Hot Creek gets its name from the geothermally heated water which joined the creek.
Once upon a time people were allowed to bath here, but seismic activity increased on the mid 1990s and some people were badly burnt, some even died as a result of flash temperature increases.
There are “safe” paths so you can explore the area. Pretty cool at sunset as the air temperature drops and the steam rises dramatically from the pools and underground vents.
It must have been amazing for the native people to find an area like this, especially in the winter where they must have been able to put it to some use keeping warm.
I know these things cost money and impact the environment, but I’d love to see an interpretive center here complete with bathing facilities. It wasn’t until I got back home and was fact-checking for this blog that I found out about places where you could get into the spring’s water in baths. Again, a big secret and hard to get information on in the village and resort!
There is a fish hatchery here.

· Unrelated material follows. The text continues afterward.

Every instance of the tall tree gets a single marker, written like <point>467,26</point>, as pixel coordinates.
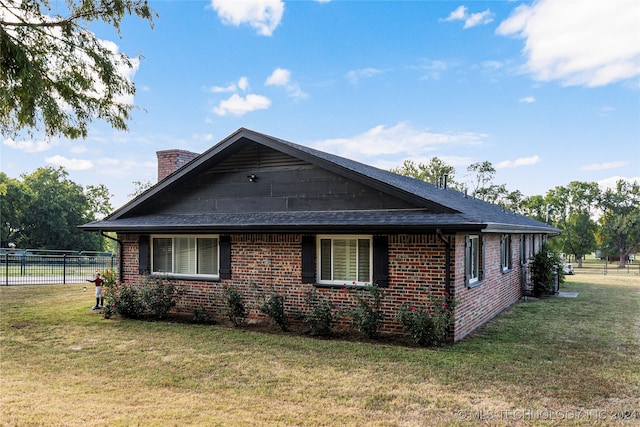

It may be of interest to people who like fishing (if they let you fish).
But despite our frustrations at feeling like we were not “allowed” to do things due to a conspiracy of withheld information (or just pure dumbness at finding it out on our behalf) we headed for our hotel looking forward to soaking in the bath. At least I could find the hot tap.
As we left the dirt road that leads to the Hot Creek we spotted these locals. Cute!